Project Jealousy

May 07, 2005 00:57

Today was the last day of final project presentations at the ETC, and my group presented. That should make me done with school for the semester, and you'd think I'd be happy, but that's not quite how it went. Oh our presentation went well. I think people were pretty impressed with how much we accomplished this semester. The dome, our project, was something that people at the ETC didn't have real confidance in, and as was our goal, I believe we restored faith in the dome as a viable platform. Although why we had to work on a clearly second class project in the first place is unknown.

And that's just the beginning of the problem. We went third today, right after the two largest and most successful projects. I don't think it would have really been fair to put anyone after them. Compared to what they achieved, our work looked pathetic, even though that was really only due to difference of objectives. Our goal was, without a client that actually wanted our games, to make many prototypes to test features of the dome. So not only does work that is intended for the dome have to some strict limitations that make it hard to achieve a high quality look, and not only is work built for the dome almost impossible to show outside the dome without another reduction in quality, but our goal was explicitly not to pollish our experiences.

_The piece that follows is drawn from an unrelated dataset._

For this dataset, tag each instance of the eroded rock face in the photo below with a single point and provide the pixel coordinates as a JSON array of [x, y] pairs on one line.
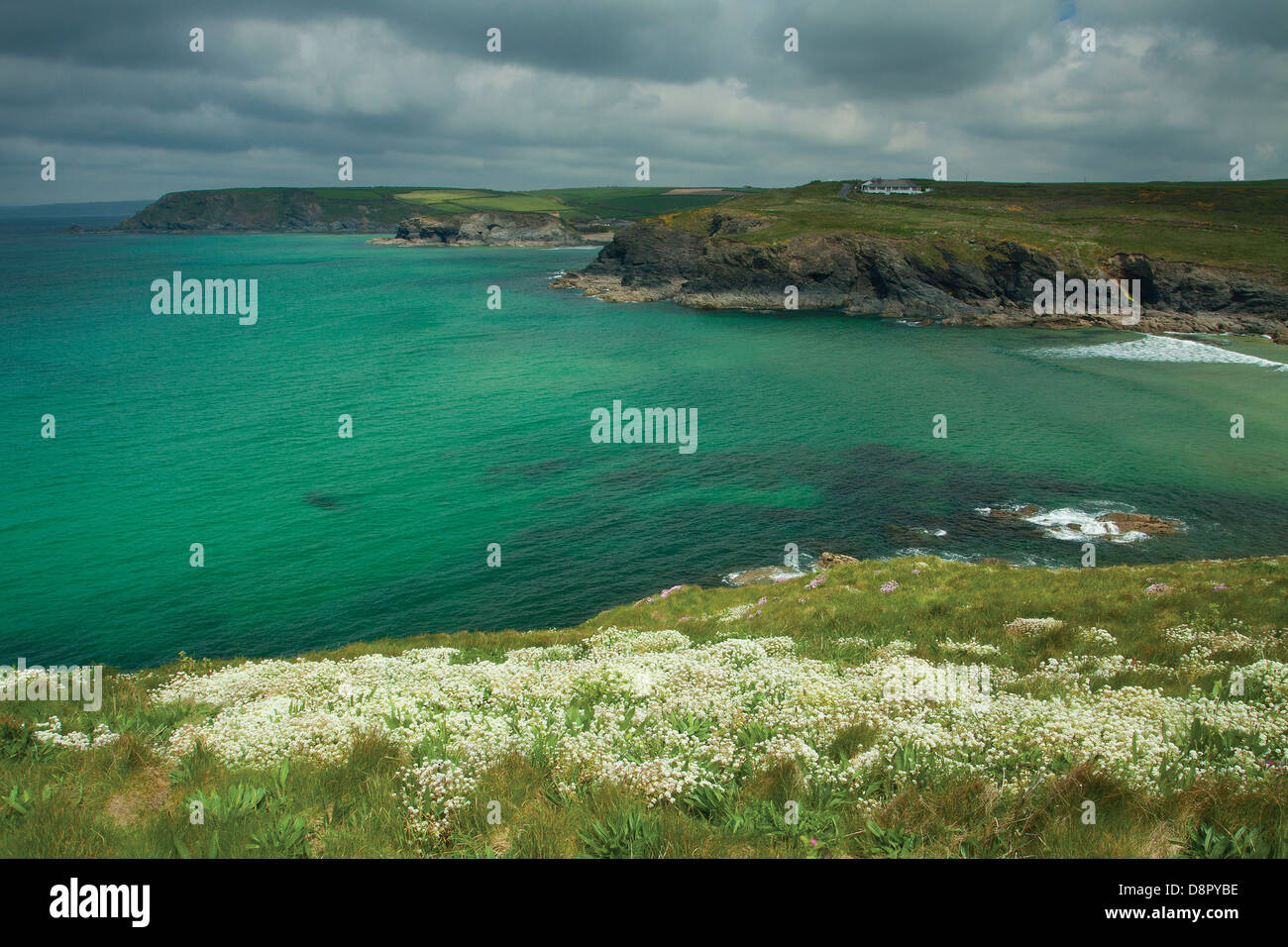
[[487, 228], [652, 261]]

In contrast, the Give Kids the World movie, along with Animateering, and the Interbots Initiative had client with a definitive idea of a deliverable on a close deadline for a very finished product capable of being played with by kids.

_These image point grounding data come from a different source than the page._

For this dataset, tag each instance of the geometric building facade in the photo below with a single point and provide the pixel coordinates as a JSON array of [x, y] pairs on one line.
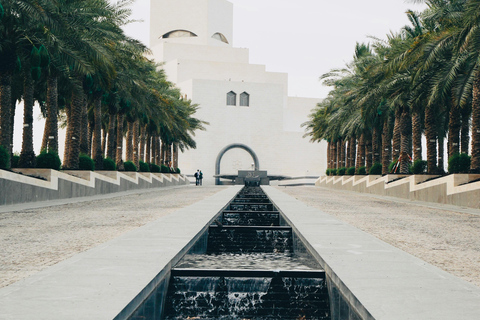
[[243, 103]]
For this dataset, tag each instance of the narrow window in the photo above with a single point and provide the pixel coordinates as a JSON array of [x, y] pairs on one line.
[[244, 99], [231, 99]]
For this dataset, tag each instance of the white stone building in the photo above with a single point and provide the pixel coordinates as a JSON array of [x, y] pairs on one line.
[[245, 105]]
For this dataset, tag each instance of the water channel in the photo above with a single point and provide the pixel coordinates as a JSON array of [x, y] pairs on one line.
[[248, 265]]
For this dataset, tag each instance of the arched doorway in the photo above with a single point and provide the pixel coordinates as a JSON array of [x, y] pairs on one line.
[[233, 146]]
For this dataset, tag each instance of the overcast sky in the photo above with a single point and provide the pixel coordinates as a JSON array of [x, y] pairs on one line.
[[304, 38]]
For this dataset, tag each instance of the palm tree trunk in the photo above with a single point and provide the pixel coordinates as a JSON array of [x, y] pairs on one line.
[[136, 142], [475, 164], [368, 151], [84, 135], [129, 146], [175, 155], [104, 140], [6, 109], [431, 137], [111, 137], [143, 130], [97, 154], [68, 134], [454, 131], [74, 127], [329, 154], [119, 153], [352, 145], [417, 136], [465, 130], [27, 155], [51, 126], [386, 145], [406, 140], [334, 155], [148, 153], [441, 152], [397, 136]]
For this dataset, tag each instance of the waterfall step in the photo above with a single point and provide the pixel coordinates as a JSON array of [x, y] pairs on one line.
[[247, 239], [249, 218]]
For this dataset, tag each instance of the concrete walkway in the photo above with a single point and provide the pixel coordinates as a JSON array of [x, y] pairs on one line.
[[99, 283], [380, 281]]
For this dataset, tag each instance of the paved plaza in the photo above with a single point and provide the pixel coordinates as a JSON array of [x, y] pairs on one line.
[[36, 238]]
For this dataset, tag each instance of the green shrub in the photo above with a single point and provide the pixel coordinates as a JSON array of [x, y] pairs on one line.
[[86, 163], [143, 167], [109, 165], [362, 171], [48, 160], [418, 167], [154, 168], [130, 166], [459, 163], [4, 158], [391, 166], [376, 169], [351, 171], [15, 158], [164, 169]]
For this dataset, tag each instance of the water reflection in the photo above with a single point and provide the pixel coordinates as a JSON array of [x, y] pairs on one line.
[[263, 261]]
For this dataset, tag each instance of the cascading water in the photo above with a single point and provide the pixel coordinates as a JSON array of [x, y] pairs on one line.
[[244, 273]]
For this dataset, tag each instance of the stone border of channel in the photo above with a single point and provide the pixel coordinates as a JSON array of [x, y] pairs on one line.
[[111, 280]]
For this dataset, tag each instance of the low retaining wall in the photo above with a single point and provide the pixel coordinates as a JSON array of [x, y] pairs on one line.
[[30, 185], [454, 189]]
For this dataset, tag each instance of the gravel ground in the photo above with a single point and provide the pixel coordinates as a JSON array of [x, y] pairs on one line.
[[440, 235], [32, 240]]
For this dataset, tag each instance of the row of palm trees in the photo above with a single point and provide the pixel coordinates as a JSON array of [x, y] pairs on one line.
[[421, 80], [73, 58]]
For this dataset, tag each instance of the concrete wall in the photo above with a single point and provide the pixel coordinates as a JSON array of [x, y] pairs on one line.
[[454, 189], [30, 185]]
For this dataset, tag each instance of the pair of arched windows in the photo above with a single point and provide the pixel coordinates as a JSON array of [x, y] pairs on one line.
[[232, 99]]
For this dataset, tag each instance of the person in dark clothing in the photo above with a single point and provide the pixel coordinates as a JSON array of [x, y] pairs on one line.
[[197, 177]]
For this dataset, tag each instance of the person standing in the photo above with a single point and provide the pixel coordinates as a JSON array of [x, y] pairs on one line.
[[197, 177]]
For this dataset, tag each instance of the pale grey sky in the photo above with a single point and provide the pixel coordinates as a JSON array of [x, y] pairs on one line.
[[304, 38]]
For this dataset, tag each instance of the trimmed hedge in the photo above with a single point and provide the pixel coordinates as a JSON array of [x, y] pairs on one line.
[[351, 171], [459, 163], [154, 168], [48, 160], [4, 158], [109, 165], [130, 166], [362, 171], [418, 167], [376, 169], [86, 163], [143, 167], [164, 169]]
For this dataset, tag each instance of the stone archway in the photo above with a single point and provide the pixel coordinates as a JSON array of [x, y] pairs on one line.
[[233, 146]]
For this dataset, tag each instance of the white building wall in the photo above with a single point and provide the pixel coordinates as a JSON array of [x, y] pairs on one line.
[[206, 71]]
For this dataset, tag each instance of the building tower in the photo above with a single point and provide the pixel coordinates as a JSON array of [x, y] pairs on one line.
[[251, 118]]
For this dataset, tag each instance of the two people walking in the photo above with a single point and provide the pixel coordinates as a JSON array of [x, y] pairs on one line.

But it isn't even the contrast that's my problem. I know people say you should love your project, and I think I did like working on the dome, but I just liked what everyone else did so much better. Seeing a New York City press conference to kick of the first World's Fair for Kids in Orlando next spring with the ETC's Quasi as the official spokes-robot, was very exciting and impressive. But at the same time it made me jealous. Those students poured their heart and sole into their project. They were even the ones to come up with the idea originally, and now they've got their own company, highly desirable IP, lots of publicity, and real pride in some amazing work done. In contrast, I don't feel that I've ever had a great idea. I've never pollished or finished any project in my life. I'm a good programmer and I can make good contributions to projects. I work hard and do a good job, but what I am I good at doesn't generate work that I care about having pride in. I have no idea what I want to do in life because there is a big disconnect between what kind of work I envy and the kind of work I even begin to know how to do.

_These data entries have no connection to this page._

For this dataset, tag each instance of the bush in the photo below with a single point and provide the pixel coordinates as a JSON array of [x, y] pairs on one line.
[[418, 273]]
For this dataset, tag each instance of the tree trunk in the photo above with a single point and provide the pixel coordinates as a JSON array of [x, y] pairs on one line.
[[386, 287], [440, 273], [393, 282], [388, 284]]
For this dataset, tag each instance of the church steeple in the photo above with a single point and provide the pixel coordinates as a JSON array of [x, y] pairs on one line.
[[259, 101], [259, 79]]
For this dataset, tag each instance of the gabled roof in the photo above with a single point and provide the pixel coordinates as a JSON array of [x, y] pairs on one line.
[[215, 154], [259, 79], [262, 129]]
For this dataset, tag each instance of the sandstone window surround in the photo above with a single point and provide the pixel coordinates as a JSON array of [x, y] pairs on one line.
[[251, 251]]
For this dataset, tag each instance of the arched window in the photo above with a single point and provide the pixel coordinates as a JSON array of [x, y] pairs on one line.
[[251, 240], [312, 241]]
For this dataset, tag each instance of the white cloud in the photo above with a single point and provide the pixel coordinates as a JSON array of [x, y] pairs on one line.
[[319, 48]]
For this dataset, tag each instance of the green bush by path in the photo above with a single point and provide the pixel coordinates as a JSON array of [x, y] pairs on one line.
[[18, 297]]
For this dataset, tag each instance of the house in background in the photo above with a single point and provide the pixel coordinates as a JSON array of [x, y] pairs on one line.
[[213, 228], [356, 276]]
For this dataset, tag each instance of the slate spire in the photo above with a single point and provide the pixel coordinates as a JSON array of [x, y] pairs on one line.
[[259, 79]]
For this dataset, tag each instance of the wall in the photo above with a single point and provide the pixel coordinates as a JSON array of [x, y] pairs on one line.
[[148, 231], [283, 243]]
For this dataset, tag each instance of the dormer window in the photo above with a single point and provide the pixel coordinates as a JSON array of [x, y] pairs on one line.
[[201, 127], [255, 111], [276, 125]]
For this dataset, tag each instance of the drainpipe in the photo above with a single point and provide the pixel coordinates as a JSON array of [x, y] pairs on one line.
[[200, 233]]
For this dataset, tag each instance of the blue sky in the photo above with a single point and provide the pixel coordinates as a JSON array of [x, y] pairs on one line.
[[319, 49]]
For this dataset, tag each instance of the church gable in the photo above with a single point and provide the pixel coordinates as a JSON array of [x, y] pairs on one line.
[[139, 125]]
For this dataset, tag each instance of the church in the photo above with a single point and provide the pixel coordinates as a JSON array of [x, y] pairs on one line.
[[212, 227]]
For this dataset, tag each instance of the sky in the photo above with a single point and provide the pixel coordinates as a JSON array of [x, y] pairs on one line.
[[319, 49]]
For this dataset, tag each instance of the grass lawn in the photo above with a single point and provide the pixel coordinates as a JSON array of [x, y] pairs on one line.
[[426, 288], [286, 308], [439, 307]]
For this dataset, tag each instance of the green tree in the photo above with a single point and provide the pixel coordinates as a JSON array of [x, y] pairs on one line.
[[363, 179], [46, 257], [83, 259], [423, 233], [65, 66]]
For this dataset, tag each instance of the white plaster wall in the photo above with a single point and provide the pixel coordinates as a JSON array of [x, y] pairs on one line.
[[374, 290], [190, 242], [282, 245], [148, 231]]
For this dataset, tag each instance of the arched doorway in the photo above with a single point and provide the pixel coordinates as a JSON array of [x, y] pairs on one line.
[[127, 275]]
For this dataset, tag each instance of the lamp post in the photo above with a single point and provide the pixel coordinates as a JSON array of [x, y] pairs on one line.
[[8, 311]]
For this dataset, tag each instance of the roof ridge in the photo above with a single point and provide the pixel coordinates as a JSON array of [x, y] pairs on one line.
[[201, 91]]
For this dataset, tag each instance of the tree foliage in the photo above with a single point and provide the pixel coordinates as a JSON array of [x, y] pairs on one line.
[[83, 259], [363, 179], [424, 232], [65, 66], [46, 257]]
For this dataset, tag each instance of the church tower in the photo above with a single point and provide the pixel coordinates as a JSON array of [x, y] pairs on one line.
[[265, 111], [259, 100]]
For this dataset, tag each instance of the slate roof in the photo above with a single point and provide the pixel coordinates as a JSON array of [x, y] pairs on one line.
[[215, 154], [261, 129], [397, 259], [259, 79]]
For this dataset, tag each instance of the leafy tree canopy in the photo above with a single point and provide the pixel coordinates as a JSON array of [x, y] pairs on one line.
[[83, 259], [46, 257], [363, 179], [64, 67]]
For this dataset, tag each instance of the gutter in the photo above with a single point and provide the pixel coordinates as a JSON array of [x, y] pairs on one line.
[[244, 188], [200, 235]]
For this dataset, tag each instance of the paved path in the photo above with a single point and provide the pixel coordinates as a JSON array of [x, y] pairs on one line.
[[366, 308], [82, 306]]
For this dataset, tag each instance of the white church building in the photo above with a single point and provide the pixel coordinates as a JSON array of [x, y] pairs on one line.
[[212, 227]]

In the ETC I get assigned the second class projects. Animateering was good the semester before I worked on it, when they were working to install for the Childrens Museum, and the semester after, when it was pollished for Give Kids the World. It's true that a lot of the code in there is still mine, it was our idea that ended up in the final project. But I wasn't in the project whose result was the exciting finished piece that kids will no doubt enjoy. I could chock it up to luck of the draw, but I can't help thinking of Randy's advice in BVW, what is the one common denominator in all these experience that I haven't been happy with, me. So given that I place all the blame squarely on myself, what do I do to fix the problem? Well, the faculty haven't been much help but they aren't dissatisfied with my work. Only I am. So that leaves two possibilities. Either my problem is mental, I am just too critical of my own work in a way that I will never think anything I've worked on is as good as anything I have only seen and don't know the details of, in which case I need to figure out how to stop thinking that way. Or my problem is that my work is good enough, but not as good as some other people's, but I'm the only one who sees that as a problem. I guess not everyone can be the best, but does that mean I should just settle and do what I can and leave the fun, fame, and glory (and Disney jobs) for the Shanes, Andys, Kyles, Peters, and whomever? Is it reasonable for me to have higher standards of myself, not except how I'm doing, and what do I do to get to where I want to be, in the truely exceptional?